When buying a home, it is absolutely essential to know exactly what you can afford and to buy only within your means.  In fact, had many homeowners bought within their means several years ago when it was very easy to obtain a mortgage, we might not have millions of people facing foreclosure and short sales nowadays.

Looking Beyond Your House Payment

It is critical for homeowners or prospective buyers to consider what they can afford before shopping for a new home.  A visit to the Realtor of your choice will help guide you in terms of matching the homes that fit your requirements with the budget you have in mind. Keep in mind that aside from the actual house payment, owning a home entails homeowners insurance, maintenance costs, housing taxes, utilities and monthly private mortgage insurance for those who do not have enough for a 20% down payment.  This can add up significantly and though it may look on paper like the monthly payment is the same as if you were to be renting, the truth is the costs can be much higher than renting.

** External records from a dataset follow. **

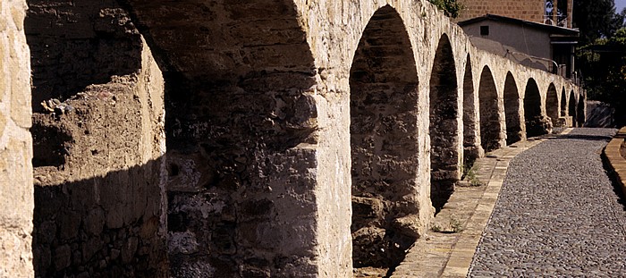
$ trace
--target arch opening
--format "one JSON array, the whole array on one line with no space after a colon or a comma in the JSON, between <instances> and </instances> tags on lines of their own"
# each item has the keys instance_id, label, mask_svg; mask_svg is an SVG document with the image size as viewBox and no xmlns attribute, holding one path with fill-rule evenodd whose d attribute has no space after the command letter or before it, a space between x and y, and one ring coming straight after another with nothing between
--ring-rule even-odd
<instances>
[{"instance_id":1,"label":"arch opening","mask_svg":"<svg viewBox=\"0 0 626 278\"><path fill-rule=\"evenodd\" d=\"M569 116L571 117L571 126L576 127L578 122L577 122L577 117L576 117L576 96L574 95L574 90L570 91L570 103L568 105L568 113Z\"/></svg>"},{"instance_id":2,"label":"arch opening","mask_svg":"<svg viewBox=\"0 0 626 278\"><path fill-rule=\"evenodd\" d=\"M337 243L324 233L348 223L317 215L319 178L306 174L317 158L299 147L316 143L317 72L295 4L124 2L164 70L167 232L199 247L168 249L171 275L325 271L318 246ZM342 197L325 214L349 210ZM224 209L200 214L198 204Z\"/></svg>"},{"instance_id":3,"label":"arch opening","mask_svg":"<svg viewBox=\"0 0 626 278\"><path fill-rule=\"evenodd\" d=\"M469 170L480 156L471 60L468 55L463 74L463 169Z\"/></svg>"},{"instance_id":4,"label":"arch opening","mask_svg":"<svg viewBox=\"0 0 626 278\"><path fill-rule=\"evenodd\" d=\"M564 87L561 90L561 116L567 116L567 94Z\"/></svg>"},{"instance_id":5,"label":"arch opening","mask_svg":"<svg viewBox=\"0 0 626 278\"><path fill-rule=\"evenodd\" d=\"M524 92L524 120L527 138L546 134L552 131L552 122L541 114L541 94L533 79L529 80Z\"/></svg>"},{"instance_id":6,"label":"arch opening","mask_svg":"<svg viewBox=\"0 0 626 278\"><path fill-rule=\"evenodd\" d=\"M585 124L585 97L581 93L579 95L578 105L576 107L576 122L579 127L583 127Z\"/></svg>"},{"instance_id":7,"label":"arch opening","mask_svg":"<svg viewBox=\"0 0 626 278\"><path fill-rule=\"evenodd\" d=\"M548 86L547 93L546 94L546 114L552 121L553 126L559 124L559 96L556 93L556 87L554 83Z\"/></svg>"},{"instance_id":8,"label":"arch opening","mask_svg":"<svg viewBox=\"0 0 626 278\"><path fill-rule=\"evenodd\" d=\"M365 28L350 73L352 261L393 269L415 241L399 218L418 213L418 74L408 33L387 5ZM417 217L417 216L416 216Z\"/></svg>"},{"instance_id":9,"label":"arch opening","mask_svg":"<svg viewBox=\"0 0 626 278\"><path fill-rule=\"evenodd\" d=\"M448 36L439 39L430 76L430 199L441 210L459 181L458 85Z\"/></svg>"},{"instance_id":10,"label":"arch opening","mask_svg":"<svg viewBox=\"0 0 626 278\"><path fill-rule=\"evenodd\" d=\"M524 139L520 114L520 92L513 75L509 72L504 81L504 118L506 122L506 145Z\"/></svg>"},{"instance_id":11,"label":"arch opening","mask_svg":"<svg viewBox=\"0 0 626 278\"><path fill-rule=\"evenodd\" d=\"M489 152L502 147L503 129L498 91L488 66L483 68L478 86L480 142L485 152Z\"/></svg>"}]
</instances>

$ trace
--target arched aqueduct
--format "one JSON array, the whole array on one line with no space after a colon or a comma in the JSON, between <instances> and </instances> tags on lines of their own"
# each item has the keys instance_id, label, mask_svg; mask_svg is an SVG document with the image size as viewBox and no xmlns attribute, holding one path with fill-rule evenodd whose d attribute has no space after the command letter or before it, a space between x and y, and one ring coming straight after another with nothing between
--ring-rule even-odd
<instances>
[{"instance_id":1,"label":"arched aqueduct","mask_svg":"<svg viewBox=\"0 0 626 278\"><path fill-rule=\"evenodd\" d=\"M0 5L7 273L349 277L423 234L464 162L584 122L580 88L425 0L56 2L24 26Z\"/></svg>"}]
</instances>

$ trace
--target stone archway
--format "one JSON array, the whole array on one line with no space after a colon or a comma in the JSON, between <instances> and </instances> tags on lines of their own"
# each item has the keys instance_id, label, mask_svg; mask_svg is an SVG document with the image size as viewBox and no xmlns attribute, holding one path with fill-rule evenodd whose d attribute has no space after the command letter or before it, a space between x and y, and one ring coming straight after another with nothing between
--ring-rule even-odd
<instances>
[{"instance_id":1,"label":"stone archway","mask_svg":"<svg viewBox=\"0 0 626 278\"><path fill-rule=\"evenodd\" d=\"M579 127L583 127L585 121L585 97L580 94L579 96L578 105L576 106L576 122L578 122Z\"/></svg>"},{"instance_id":2,"label":"stone archway","mask_svg":"<svg viewBox=\"0 0 626 278\"><path fill-rule=\"evenodd\" d=\"M520 115L520 92L511 72L504 81L504 117L506 119L506 145L524 139Z\"/></svg>"},{"instance_id":3,"label":"stone archway","mask_svg":"<svg viewBox=\"0 0 626 278\"><path fill-rule=\"evenodd\" d=\"M470 55L465 63L463 74L463 164L470 165L476 158L480 157L481 147L478 143L478 119L476 114L476 95L474 93L474 77L472 74Z\"/></svg>"},{"instance_id":4,"label":"stone archway","mask_svg":"<svg viewBox=\"0 0 626 278\"><path fill-rule=\"evenodd\" d=\"M541 114L541 94L534 79L529 79L524 92L526 137L543 135L552 129L552 122Z\"/></svg>"},{"instance_id":5,"label":"stone archway","mask_svg":"<svg viewBox=\"0 0 626 278\"><path fill-rule=\"evenodd\" d=\"M448 36L439 39L430 76L430 199L440 210L459 181L459 105L454 55Z\"/></svg>"},{"instance_id":6,"label":"stone archway","mask_svg":"<svg viewBox=\"0 0 626 278\"><path fill-rule=\"evenodd\" d=\"M567 94L565 93L565 87L561 89L561 116L567 116Z\"/></svg>"},{"instance_id":7,"label":"stone archway","mask_svg":"<svg viewBox=\"0 0 626 278\"><path fill-rule=\"evenodd\" d=\"M502 147L503 132L498 91L488 66L483 68L478 85L480 141L485 152Z\"/></svg>"},{"instance_id":8,"label":"stone archway","mask_svg":"<svg viewBox=\"0 0 626 278\"><path fill-rule=\"evenodd\" d=\"M416 240L397 228L418 212L418 74L404 23L387 5L365 28L350 72L354 267L393 268Z\"/></svg>"},{"instance_id":9,"label":"stone archway","mask_svg":"<svg viewBox=\"0 0 626 278\"><path fill-rule=\"evenodd\" d=\"M570 91L570 102L568 104L568 115L571 117L571 126L578 126L578 119L576 114L576 95L574 95L574 90Z\"/></svg>"},{"instance_id":10,"label":"stone archway","mask_svg":"<svg viewBox=\"0 0 626 278\"><path fill-rule=\"evenodd\" d=\"M342 256L319 251L339 224L318 228L317 72L295 4L124 2L165 79L171 275L334 268L320 263Z\"/></svg>"},{"instance_id":11,"label":"stone archway","mask_svg":"<svg viewBox=\"0 0 626 278\"><path fill-rule=\"evenodd\" d=\"M559 122L559 96L556 93L554 83L550 83L546 94L546 114L552 120L552 123L556 125Z\"/></svg>"}]
</instances>

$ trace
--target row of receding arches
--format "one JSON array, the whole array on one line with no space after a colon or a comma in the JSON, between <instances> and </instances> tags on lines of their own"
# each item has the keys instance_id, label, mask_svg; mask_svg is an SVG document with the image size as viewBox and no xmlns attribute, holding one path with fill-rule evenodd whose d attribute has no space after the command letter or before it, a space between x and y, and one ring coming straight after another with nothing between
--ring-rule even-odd
<instances>
[{"instance_id":1,"label":"row of receding arches","mask_svg":"<svg viewBox=\"0 0 626 278\"><path fill-rule=\"evenodd\" d=\"M407 202L406 196L419 187L420 162L416 63L402 21L390 6L378 10L367 25L350 76L354 266L393 265L402 249L412 242L412 235L397 227L397 219L417 213L417 206ZM460 180L463 157L475 159L483 150L545 131L541 124L546 118L536 80L528 80L521 96L511 72L503 85L503 99L491 69L484 66L477 103L468 55L460 95L452 44L447 35L441 36L429 80L430 197L436 210ZM566 114L564 88L561 98L559 111L555 86L551 84L546 111L553 121ZM575 106L571 91L571 114Z\"/></svg>"}]
</instances>

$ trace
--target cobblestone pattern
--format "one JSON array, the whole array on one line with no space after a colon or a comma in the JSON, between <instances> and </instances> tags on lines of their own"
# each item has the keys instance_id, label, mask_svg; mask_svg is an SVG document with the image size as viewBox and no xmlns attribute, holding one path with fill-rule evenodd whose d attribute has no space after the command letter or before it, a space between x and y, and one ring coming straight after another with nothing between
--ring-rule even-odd
<instances>
[{"instance_id":1,"label":"cobblestone pattern","mask_svg":"<svg viewBox=\"0 0 626 278\"><path fill-rule=\"evenodd\" d=\"M600 151L615 131L576 129L512 162L470 277L626 273L626 212Z\"/></svg>"}]
</instances>

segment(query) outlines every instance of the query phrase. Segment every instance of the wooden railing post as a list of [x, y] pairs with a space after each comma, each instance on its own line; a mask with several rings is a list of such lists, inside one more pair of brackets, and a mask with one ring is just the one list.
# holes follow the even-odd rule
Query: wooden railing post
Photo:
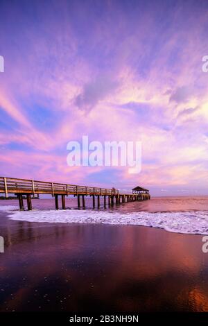
[[34, 181], [32, 180], [32, 187], [33, 187], [33, 194], [35, 196], [35, 185], [34, 185]]
[[53, 197], [54, 196], [54, 186], [53, 186], [53, 182], [51, 182], [51, 188], [52, 188], [52, 196]]

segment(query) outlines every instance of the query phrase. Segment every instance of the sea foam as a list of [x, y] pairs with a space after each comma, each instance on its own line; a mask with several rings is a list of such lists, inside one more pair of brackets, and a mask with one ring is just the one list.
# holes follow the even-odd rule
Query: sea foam
[[159, 228], [177, 233], [208, 234], [208, 212], [136, 212], [123, 213], [92, 209], [20, 212], [12, 206], [0, 207], [11, 220], [38, 223], [105, 223]]

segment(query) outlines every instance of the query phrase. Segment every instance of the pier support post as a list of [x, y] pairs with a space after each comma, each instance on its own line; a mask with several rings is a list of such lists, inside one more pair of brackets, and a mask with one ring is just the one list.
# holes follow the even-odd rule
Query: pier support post
[[62, 209], [66, 209], [65, 195], [62, 195]]
[[104, 207], [106, 207], [106, 196], [104, 196]]
[[31, 200], [31, 194], [27, 194], [27, 204], [28, 204], [28, 211], [31, 211], [32, 210], [32, 200]]
[[55, 195], [55, 209], [58, 209], [58, 195]]
[[85, 195], [82, 195], [83, 196], [83, 207], [85, 208]]
[[80, 208], [80, 195], [78, 195], [78, 196], [77, 196], [77, 205], [78, 205], [78, 207]]
[[19, 200], [19, 209], [21, 211], [24, 210], [24, 203], [23, 203], [23, 197], [21, 194], [18, 194], [17, 195], [18, 200]]
[[95, 207], [95, 197], [94, 197], [94, 195], [92, 196], [92, 206], [93, 206], [93, 208]]

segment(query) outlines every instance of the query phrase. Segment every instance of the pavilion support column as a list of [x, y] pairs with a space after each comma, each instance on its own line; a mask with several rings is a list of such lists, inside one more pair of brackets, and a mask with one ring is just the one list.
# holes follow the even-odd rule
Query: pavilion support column
[[92, 206], [93, 206], [93, 208], [95, 207], [95, 196], [94, 196], [94, 195], [92, 196]]
[[32, 200], [31, 194], [27, 194], [27, 205], [28, 211], [32, 210]]
[[85, 208], [85, 195], [82, 195], [83, 196], [83, 207]]
[[106, 196], [104, 196], [104, 207], [106, 207]]
[[55, 195], [55, 209], [58, 209], [58, 195]]
[[65, 195], [62, 195], [62, 209], [66, 209]]
[[23, 197], [21, 194], [18, 194], [17, 195], [18, 200], [19, 200], [19, 209], [21, 211], [24, 210], [24, 203], [23, 203]]
[[80, 195], [78, 195], [77, 196], [77, 205], [78, 208], [80, 207]]

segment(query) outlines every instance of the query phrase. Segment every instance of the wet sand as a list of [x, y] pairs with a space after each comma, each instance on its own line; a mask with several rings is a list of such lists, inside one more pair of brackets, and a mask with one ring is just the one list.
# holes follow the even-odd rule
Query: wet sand
[[1, 311], [208, 311], [200, 235], [0, 213]]

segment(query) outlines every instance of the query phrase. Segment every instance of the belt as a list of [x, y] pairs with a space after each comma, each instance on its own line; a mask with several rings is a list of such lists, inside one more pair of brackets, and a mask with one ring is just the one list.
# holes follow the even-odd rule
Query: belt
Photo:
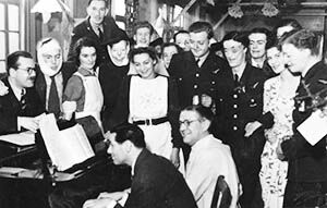
[[159, 119], [146, 119], [146, 120], [133, 121], [133, 123], [136, 125], [158, 125], [158, 124], [165, 123], [167, 121], [168, 121], [168, 118], [162, 117]]

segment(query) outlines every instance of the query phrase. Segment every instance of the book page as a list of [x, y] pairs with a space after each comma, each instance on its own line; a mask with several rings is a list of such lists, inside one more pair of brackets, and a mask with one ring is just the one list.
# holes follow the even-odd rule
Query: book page
[[55, 115], [47, 114], [39, 126], [51, 161], [59, 171], [64, 171], [95, 156], [80, 124], [59, 131]]
[[22, 132], [17, 134], [1, 135], [0, 140], [11, 143], [19, 146], [28, 146], [35, 144], [35, 134], [33, 132]]
[[327, 118], [320, 110], [314, 111], [296, 130], [314, 146], [327, 134]]

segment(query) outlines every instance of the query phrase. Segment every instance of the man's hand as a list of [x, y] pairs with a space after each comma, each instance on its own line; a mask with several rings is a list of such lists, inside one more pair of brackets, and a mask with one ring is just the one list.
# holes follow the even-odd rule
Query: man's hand
[[250, 122], [245, 125], [245, 137], [250, 137], [257, 129], [259, 129], [263, 124], [258, 121]]
[[19, 117], [17, 118], [19, 126], [24, 127], [25, 130], [29, 130], [34, 133], [38, 130], [39, 118], [31, 118], [31, 117]]
[[116, 204], [112, 198], [88, 199], [84, 203], [83, 208], [113, 208]]
[[180, 149], [172, 148], [171, 156], [170, 156], [171, 163], [178, 169], [180, 168]]

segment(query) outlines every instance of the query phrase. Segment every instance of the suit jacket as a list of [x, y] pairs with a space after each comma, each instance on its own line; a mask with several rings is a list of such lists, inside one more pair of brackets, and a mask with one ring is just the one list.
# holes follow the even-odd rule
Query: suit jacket
[[[235, 85], [232, 71], [219, 74], [217, 89], [218, 138], [231, 146], [237, 166], [245, 164], [244, 159], [259, 170], [259, 158], [265, 144], [263, 129], [251, 138], [245, 138], [249, 122], [265, 123], [263, 115], [263, 93], [266, 75], [261, 69], [246, 64], [240, 82]], [[270, 124], [272, 121], [270, 114]], [[241, 178], [240, 173], [240, 178]]]
[[[64, 62], [61, 66], [62, 73], [62, 88], [64, 91], [68, 79], [72, 76], [72, 74], [77, 71], [76, 65], [73, 62]], [[39, 66], [36, 68], [36, 79], [35, 79], [35, 89], [40, 98], [41, 106], [46, 109], [46, 95], [47, 95], [47, 84], [44, 73], [40, 71]], [[62, 95], [63, 95], [62, 91]]]
[[68, 60], [74, 61], [74, 45], [76, 44], [76, 41], [82, 37], [88, 37], [93, 39], [98, 47], [97, 54], [99, 64], [106, 62], [109, 59], [109, 54], [107, 51], [107, 45], [104, 45], [104, 42], [107, 42], [112, 37], [116, 37], [118, 35], [119, 27], [111, 16], [106, 16], [104, 19], [102, 26], [104, 40], [101, 41], [97, 34], [93, 30], [89, 24], [89, 19], [86, 19], [85, 21], [76, 25], [73, 29]]
[[33, 87], [26, 88], [26, 107], [22, 109], [22, 105], [15, 97], [8, 78], [2, 82], [9, 88], [9, 93], [0, 96], [0, 135], [19, 132], [17, 117], [36, 117], [45, 111]]
[[125, 208], [196, 208], [183, 175], [160, 156], [143, 149], [136, 159]]
[[226, 60], [214, 52], [209, 52], [201, 68], [191, 51], [174, 54], [168, 72], [177, 79], [181, 107], [192, 105], [194, 95], [206, 94], [215, 99], [217, 74], [228, 69]]
[[[312, 94], [326, 90], [327, 87], [327, 65], [318, 62], [313, 65], [302, 78], [307, 89]], [[326, 139], [324, 136], [315, 146], [310, 145], [299, 133], [296, 127], [305, 121], [312, 113], [310, 109], [312, 99], [307, 97], [307, 91], [303, 84], [296, 90], [295, 109], [293, 111], [293, 132], [291, 139], [281, 144], [283, 154], [289, 160], [288, 180], [300, 182], [326, 182], [327, 181], [327, 155]], [[326, 98], [326, 91], [318, 95]]]
[[[117, 103], [114, 105], [112, 114], [109, 118], [104, 118], [104, 129], [105, 131], [110, 130], [111, 127], [128, 122], [130, 115], [130, 86], [131, 78], [136, 75], [128, 75], [122, 81]], [[158, 75], [162, 76], [162, 75]], [[179, 132], [179, 100], [178, 100], [178, 90], [175, 82], [171, 77], [168, 78], [168, 112], [167, 117], [171, 124], [171, 135], [172, 143], [174, 147], [181, 147], [183, 142], [181, 134]]]

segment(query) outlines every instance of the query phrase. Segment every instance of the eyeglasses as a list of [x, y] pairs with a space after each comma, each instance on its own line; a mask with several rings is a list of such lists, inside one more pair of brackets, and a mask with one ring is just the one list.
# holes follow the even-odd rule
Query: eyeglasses
[[27, 74], [32, 74], [33, 72], [35, 72], [35, 68], [26, 68], [26, 69], [23, 69], [23, 68], [17, 68], [17, 70], [23, 70], [25, 72], [27, 72]]
[[184, 121], [180, 121], [180, 125], [184, 124], [185, 126], [190, 126], [193, 122], [199, 121], [198, 119], [196, 120], [184, 120]]

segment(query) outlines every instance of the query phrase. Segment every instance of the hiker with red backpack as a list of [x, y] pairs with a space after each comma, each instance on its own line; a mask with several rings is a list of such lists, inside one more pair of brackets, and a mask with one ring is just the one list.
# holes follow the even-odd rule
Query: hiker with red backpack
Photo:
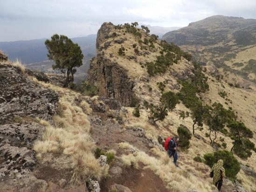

Know Where Your Credit Stands

With the heavy regulations and guidelines placed on lenders these days, banks are even more careful about handing out loans to applicants who have borderline credit ratings.  It is very important for you, as a consumer, to know and understand your credit rating.  Nowadays, for an FHA loan, banks require a minimum FICO score of at least 620 to even accept an application.  Conventional loans have an even greater minimum credit score requirement.  If your credit suffers from some damage, be sure to actively repair it before applying for a mortgage so that the chances of approval are greater.

Bring Income-to-Debt Ratio To a Good Level

The amount you earn versus the amount you owe and the corresponding ratio is called the Income-to-Debt ratio.  Banks expect that you should owe no more than about 28 to 30 percent of your income.  The types of debt they take into consideration here are student or personal loans, credit card debt or other monthly payouts such as car payments.  Here is a calculator to help determine your current ratio.

Don’t Forget the Initial Cost to Buy the Home

Too many prospective homebuyers forget to factor in the expenses needed to actually purchase their home.  From paying for home inspections, appraisals, closing costs and down payments, to lending fees, documentation fees plus the real estate agent commission, things can add up fairly quickly.  Unless you have the amount needed to get through the transaction using cash on hand, it may be useful to reconsider the purchase until you do have the funds available.

Moving and Set-Up Costs Often Get Left Out of the Equation

After all is said and done, there is the cost to move into the home.  Depending on where you are moving from these costs can get pretty high.  For some homeowners, the need for additional furniture, more household items, expenses to repair or renovate some areas of the new home and of course the cost of moving – wipes out their entire savings.  Be sure to incorporate the cost of the move-in stage into the overall equation when deciding how much you can afford.
At the end of the day, you will need to be able to afford all costs in order to get into the house and then all expenses needed to be able to maintain living in the home.  As long as you can comfortably afford it, plus other expenses of life, you can safely go ahead and sign that dotted line.